OTTAWA (Oct. 17)
A delegation representing the Canadian Labor Congress has conferred with Labor Minister Michael Starr and left with him a memorandum charging that officers of the National Employment Service have violated provisions of Canadas anti-discrimination legislation through improper job referrals.
Such practices, the CLC memorandum charged, included: acceptance of job orders containing discriminatory qualifications from employers; discussion of an applicants race or religion with an employer before referral is made, and the distribution of application forms which ask questions in violation of the Fair Employment Practices Act of Canada. Also, it asserted, qualified applicants were frequently skipped in consideration for jobs because National Employment Service officials thought that as members of a minority group they would not be acceptable to an employer.
The CLC urged the Ministry of Labor to sponsor regional education conferences for National Employment Service personnel on the subject of discrimination and means of eliminating such unfair practices.
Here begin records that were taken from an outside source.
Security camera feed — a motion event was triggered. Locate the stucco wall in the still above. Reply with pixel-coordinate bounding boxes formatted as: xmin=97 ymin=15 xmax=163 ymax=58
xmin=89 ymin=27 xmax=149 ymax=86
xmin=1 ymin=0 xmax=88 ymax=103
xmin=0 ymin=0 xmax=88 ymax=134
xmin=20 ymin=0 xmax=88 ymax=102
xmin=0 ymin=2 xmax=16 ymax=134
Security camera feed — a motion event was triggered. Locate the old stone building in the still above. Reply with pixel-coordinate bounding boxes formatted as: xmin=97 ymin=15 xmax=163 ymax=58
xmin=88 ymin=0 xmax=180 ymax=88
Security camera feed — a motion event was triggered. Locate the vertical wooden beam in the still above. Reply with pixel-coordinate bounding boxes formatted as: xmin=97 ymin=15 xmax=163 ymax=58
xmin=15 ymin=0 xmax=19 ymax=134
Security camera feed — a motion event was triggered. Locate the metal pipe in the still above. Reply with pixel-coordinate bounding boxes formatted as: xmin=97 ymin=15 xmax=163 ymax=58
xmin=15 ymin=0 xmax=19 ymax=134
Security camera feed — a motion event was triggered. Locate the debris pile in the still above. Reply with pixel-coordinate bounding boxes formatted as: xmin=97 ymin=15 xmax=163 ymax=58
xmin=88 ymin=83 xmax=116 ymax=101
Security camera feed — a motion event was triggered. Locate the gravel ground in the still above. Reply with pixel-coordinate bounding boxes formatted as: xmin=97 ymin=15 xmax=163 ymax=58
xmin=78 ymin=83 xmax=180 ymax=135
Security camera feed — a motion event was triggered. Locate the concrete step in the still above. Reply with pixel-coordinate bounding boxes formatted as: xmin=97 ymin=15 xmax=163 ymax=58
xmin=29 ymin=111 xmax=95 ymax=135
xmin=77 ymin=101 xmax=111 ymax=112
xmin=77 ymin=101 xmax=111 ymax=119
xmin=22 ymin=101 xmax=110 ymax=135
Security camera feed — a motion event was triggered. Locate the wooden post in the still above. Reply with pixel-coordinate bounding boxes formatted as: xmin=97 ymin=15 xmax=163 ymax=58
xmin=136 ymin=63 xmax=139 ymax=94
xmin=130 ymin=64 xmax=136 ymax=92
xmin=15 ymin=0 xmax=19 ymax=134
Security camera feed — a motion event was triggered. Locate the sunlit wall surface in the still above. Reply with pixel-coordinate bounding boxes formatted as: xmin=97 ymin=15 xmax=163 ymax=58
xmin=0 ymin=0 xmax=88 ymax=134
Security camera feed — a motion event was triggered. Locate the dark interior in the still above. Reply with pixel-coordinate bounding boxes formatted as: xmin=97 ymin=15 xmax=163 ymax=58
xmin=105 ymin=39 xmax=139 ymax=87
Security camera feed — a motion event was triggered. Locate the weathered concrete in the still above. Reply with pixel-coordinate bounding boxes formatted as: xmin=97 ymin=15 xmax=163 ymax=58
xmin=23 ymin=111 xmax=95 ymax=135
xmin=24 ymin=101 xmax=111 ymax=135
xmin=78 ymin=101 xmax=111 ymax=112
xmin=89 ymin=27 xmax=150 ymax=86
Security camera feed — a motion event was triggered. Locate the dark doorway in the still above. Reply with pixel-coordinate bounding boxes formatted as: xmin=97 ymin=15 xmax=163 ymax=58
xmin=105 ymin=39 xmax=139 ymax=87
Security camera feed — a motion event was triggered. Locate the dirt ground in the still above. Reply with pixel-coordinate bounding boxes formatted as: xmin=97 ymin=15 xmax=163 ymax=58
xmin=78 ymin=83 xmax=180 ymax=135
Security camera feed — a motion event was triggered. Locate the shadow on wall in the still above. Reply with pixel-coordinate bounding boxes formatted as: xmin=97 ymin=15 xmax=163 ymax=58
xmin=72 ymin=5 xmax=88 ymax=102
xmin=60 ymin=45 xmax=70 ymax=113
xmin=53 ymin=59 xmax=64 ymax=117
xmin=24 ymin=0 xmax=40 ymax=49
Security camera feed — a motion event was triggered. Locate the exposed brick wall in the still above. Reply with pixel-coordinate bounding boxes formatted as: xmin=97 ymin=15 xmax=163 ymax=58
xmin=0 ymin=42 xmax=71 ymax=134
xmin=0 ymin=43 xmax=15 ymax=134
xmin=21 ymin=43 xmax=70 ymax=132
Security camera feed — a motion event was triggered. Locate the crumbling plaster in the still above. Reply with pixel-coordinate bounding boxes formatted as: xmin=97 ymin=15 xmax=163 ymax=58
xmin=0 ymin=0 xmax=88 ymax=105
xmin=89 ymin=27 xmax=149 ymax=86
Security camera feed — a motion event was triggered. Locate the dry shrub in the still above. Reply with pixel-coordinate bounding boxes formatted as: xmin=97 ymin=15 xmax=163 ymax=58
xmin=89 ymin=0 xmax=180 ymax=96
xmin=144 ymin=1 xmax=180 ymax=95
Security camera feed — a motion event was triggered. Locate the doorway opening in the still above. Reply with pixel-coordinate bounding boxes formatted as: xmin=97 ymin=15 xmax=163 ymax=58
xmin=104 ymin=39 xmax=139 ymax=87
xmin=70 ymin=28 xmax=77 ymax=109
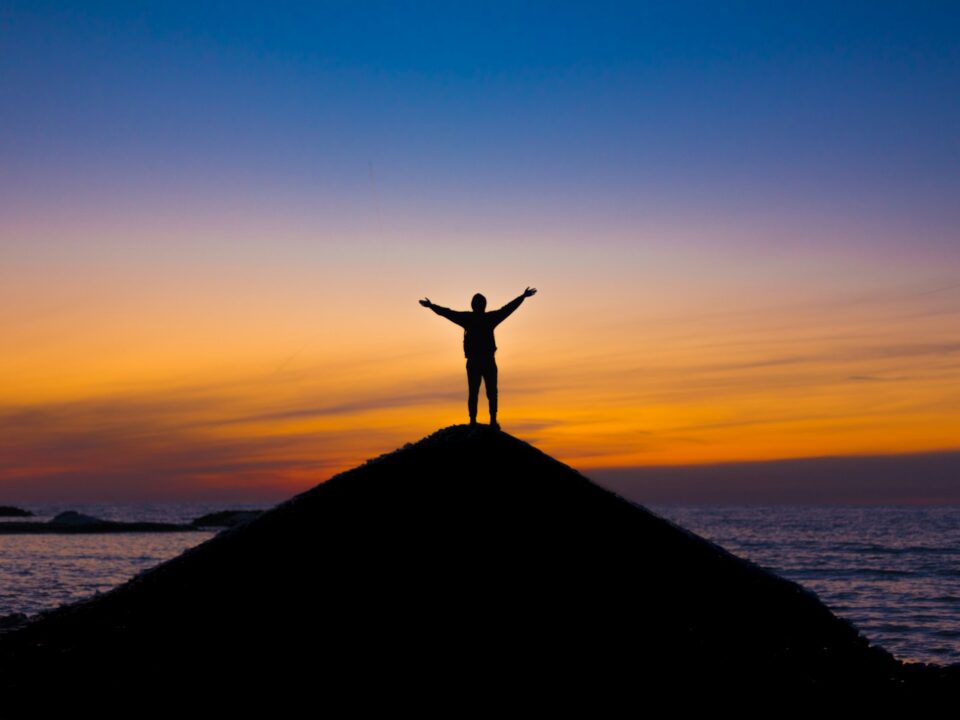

It also asked for the appointment of a “citizens advisory committee on the FEPC which could make available to the government the experience of community, church, labor and employer organizations in dealing with problems of prejudice and discrimination.”
Finally, in a reference to the recent conference on job discrimination held in Geneva by the International Labor Organization, the CJC memorandum urged the Dominion government to “give serious consideration to supporting the strongest form of international action to outlaw discrimination in employment.”